Fifth, tonight and again in conjunction with BAR Corporation, David Hanley-Tejeda is hosting the second annual Exotic Erotic Ball Carbondale. Hopefully this year's will be a little less reliant on XXX porn. Not that I am a prude, but I think the open mic last year taught us a thing or two about what is actually erotic. When Roland Barthes is hotter than Penthouse Forum, I think you've learned a thing or two about stimulating the erogenous zones of the mind. As with last year, again I have made magnets -- my theme this year: erotic fragmentations and isolations of the human torso.

Finally (and this is where denial rears its ugly head again), I am supposed to be working on a solo performance that I am doing at the Conference on Communication and the Environment in a week. "Cross/Walking" is well begun but hardly done. Something tells me that much of my so-called "free" time this week will go to getting this project done. I have to wonder if my resistance to this project isn't in part because it is more directly tied to my professional work. Even when it is fun -- and this is very much a fun show -- if it has that connection to "work," I seem compulsively driven to avoid it.

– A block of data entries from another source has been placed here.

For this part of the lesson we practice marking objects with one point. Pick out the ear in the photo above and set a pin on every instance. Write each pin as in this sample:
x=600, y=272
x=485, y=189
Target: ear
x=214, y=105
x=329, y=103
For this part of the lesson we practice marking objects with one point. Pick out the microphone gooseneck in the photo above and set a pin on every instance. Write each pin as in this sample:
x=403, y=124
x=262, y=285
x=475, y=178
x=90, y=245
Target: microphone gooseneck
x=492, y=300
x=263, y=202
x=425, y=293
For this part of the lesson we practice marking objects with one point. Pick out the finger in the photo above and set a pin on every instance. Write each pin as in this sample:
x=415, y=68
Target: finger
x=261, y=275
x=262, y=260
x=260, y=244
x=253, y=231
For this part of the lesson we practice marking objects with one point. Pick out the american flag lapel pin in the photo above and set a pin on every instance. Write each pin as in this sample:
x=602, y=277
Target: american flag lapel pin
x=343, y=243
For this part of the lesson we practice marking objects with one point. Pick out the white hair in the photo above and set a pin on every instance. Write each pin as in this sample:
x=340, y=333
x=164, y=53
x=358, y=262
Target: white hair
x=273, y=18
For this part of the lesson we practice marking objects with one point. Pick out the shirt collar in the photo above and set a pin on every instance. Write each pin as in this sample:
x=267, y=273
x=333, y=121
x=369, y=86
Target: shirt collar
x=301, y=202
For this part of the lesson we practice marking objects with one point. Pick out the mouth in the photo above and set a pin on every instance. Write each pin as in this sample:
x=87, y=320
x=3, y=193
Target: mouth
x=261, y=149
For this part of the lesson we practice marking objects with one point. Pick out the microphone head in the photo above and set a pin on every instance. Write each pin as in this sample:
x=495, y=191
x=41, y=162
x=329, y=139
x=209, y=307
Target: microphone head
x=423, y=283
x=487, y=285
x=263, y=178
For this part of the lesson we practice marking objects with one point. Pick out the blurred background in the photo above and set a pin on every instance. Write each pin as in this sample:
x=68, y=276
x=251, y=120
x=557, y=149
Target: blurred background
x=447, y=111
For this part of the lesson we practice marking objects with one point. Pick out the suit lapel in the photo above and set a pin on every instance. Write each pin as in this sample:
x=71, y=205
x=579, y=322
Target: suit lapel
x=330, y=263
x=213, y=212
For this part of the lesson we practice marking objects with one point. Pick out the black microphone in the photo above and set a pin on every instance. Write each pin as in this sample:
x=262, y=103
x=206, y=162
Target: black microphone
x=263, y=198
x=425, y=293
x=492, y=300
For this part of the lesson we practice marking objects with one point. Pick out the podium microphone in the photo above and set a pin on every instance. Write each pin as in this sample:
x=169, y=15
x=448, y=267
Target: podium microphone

My own foibles aside, I have to say that I write this blog entry with a certain amount of pride. I live a life filled with art. Collaborative art, at that. I connect both virtually and in "real" life with others doing art. Surely that means this is the life I always wanted. And here, with a requisite pomo self-referential "meta" turn at the end, I note that this blog (begun in the heat of @Platea's earlier collaborative project, "Co-Modify") is its own commitment to art. To Art in the Summer. To embracing this season of slow paced, hot and humid, fecund creativity and productivity. The air is thick with it, and if that sometimes leads to an explosive maelstrom of destruction/creation, I say bring it on.